Final judgment for believers as I’ve described also avoids the oft-stated problem of “cheap grace.” I get what Bonhoeffer meant in using that phrase, but every recipient of God’s amazing grace will still have to appear before the judgment seat of Christ. And I imagine that if we Christians have received God’s grace too cheaply, then final judgment will be very painful to us—even if, on the other side of this judgment, we will still find heaven.

What do you think? Do you think about final judgment for believers in these terms, or do you have another way of understanding it?

One thought on “The tricky doctrine of final judgment for believers”

  1. Brent, as I see the “Final Judgment” issue, all the references (Sheep & Goats, Judgment Seat of Christ, Great White Throne, Daniel’s vision) are to the same event. All people, saints and “lost,” will at once appear before God, and the books will be opened, and everyone will be judged by what is in the books for the things done in the body, whether good or bad. Then, those who are not written in the Lamb’s Book of Life will be cast into the Lake of Fire, where Satan will be cast, and those written in that Book will enter into the eternal state of Heaven. Everyone will “suffer loss” for the deeds which are wrong and rewarded for the deeds which are right and good. For the lost, the good things will result in some amelioration of the painfulness of their eternal state in the flames, and the bad for greater torment. For the saints, we will “suffer loss” for the things done wrong, and obtain rewards for the things done right (as Paul indicates in 1 Corinthians 3). I don’t know exactly what type of things the “rewards” will be, though I expect it may be in part some level of greater “appreciation” of Heaven (like, to use a VERY rough analogy, someone having 20/20 vision at the Grand Canyon and someone having 20/200–same great place, but one can appreciate it all the more).

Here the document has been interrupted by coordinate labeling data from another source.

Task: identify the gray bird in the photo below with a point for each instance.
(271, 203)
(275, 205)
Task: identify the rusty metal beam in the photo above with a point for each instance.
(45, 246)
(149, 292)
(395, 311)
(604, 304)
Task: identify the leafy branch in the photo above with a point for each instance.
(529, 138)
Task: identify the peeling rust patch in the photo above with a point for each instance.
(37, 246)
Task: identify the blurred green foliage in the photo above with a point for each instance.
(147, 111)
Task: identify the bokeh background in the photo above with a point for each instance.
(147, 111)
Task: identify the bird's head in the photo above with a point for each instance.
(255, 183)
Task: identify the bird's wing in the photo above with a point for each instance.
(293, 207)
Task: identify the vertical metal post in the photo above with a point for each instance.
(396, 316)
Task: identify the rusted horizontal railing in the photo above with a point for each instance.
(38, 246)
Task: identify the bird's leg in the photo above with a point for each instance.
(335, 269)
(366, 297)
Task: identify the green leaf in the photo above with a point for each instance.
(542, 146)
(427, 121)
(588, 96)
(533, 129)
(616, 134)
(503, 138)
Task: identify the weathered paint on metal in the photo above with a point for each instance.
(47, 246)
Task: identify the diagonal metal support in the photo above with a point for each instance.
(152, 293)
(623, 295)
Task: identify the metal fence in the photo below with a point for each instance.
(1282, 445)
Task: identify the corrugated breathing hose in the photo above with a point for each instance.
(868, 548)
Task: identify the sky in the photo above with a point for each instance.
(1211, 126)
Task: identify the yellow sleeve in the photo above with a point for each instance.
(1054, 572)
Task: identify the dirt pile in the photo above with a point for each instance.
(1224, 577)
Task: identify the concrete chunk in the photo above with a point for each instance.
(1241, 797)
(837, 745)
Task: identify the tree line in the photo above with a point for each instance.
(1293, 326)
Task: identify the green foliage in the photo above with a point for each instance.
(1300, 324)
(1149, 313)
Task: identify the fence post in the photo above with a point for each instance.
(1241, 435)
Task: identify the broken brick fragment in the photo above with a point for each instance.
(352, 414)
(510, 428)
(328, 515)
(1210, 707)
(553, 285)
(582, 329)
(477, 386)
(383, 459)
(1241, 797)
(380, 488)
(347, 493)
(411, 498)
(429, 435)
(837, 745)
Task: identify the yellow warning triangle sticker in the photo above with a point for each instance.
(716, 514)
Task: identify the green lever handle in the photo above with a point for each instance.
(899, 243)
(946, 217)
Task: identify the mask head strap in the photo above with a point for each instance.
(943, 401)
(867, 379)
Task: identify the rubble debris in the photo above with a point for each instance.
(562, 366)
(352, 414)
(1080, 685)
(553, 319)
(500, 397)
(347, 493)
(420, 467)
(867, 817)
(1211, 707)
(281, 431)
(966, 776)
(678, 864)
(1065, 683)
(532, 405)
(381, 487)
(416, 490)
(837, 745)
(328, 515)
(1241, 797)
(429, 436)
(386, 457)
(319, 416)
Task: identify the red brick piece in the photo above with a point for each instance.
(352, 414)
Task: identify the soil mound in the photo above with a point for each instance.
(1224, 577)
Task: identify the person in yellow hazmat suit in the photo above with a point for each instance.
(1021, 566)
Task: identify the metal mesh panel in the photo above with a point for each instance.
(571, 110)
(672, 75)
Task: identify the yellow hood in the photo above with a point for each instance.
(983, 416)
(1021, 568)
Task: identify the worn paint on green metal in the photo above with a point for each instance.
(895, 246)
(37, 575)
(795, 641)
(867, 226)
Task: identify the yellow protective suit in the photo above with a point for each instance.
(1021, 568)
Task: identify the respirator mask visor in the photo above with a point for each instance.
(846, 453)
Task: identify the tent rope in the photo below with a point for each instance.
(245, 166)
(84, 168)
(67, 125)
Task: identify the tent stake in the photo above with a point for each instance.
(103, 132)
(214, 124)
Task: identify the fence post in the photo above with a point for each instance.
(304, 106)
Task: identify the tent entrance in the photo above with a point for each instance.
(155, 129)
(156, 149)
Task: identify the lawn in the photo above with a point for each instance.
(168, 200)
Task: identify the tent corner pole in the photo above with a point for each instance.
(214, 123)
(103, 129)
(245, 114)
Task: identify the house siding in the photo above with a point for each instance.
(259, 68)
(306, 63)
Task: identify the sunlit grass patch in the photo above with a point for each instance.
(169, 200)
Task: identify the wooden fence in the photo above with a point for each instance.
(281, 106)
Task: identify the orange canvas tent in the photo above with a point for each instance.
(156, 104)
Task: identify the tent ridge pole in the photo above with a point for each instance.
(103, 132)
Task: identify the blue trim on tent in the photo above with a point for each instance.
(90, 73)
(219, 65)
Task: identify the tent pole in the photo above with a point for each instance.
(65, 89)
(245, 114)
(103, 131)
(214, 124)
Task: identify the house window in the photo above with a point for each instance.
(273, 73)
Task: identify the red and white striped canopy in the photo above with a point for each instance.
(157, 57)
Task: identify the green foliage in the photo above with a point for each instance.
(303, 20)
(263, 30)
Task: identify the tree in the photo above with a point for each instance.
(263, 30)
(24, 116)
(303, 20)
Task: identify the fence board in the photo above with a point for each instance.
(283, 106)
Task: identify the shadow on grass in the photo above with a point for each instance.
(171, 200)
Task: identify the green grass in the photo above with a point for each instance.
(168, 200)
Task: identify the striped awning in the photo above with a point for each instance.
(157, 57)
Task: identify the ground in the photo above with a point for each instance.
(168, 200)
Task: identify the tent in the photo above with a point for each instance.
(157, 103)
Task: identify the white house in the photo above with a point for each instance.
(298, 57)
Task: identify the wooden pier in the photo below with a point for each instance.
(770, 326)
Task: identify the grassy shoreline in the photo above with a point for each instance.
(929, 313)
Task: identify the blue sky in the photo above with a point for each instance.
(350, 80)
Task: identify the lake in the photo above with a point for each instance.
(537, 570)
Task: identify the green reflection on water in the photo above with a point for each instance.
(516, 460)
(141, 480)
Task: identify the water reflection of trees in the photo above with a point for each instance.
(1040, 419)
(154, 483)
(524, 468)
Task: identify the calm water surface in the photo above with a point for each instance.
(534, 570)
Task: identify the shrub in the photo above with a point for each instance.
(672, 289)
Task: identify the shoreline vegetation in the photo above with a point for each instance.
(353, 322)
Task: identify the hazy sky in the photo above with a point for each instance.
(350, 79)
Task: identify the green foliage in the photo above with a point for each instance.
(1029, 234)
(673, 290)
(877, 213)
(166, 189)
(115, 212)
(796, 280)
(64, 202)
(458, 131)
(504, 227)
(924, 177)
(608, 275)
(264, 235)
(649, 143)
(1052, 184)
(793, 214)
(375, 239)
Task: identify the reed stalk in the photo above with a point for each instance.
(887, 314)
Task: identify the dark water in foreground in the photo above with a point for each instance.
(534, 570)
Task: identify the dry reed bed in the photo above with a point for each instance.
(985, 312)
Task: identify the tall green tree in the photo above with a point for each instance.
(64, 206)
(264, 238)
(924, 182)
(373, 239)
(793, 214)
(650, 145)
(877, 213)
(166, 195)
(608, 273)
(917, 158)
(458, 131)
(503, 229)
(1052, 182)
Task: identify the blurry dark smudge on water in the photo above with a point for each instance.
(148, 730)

    As far as living in fear of not being written in the Book, this is a little tricky, in my view. On the one hand, the Spirit bears witness with our spirit whether we are sons or not. (Perhaps that confidence level may be diminished somewhat as we “quench” the Spirit through disobedience.) Nonetheless, Paul also says to test ourselves, whether we are in the faith or not. And we have Jesus’s somewhat terrifying statement in the Sermon on the Mount that many will say, “Lord, Lord, …” and He will say, “I never knew you.” Regardless, however, I don’t believe salvation, or in general confidence in salvation, is based on some “level” of good works–faith and repentance are what are necessary to “enter in.” But how do we know we have “faith”? James says, “faith without works is dead.” What I personally believe about faith (my own view merely) is that a Christian does something (or at least is willing to do something) he never would do without his confidence in God (such as Abraham offering Isaac or Rahab hiding the spies, James’s two examples). And I believe this results in the Spirit giving confidence. What might such an “act of faith” be? I don’t know of any specific one for any particular person, but I think, for example, of Zacchaeus versus the “rich young ruler.” Anyway, those are my thoughts or “understanding” on this difficult subject.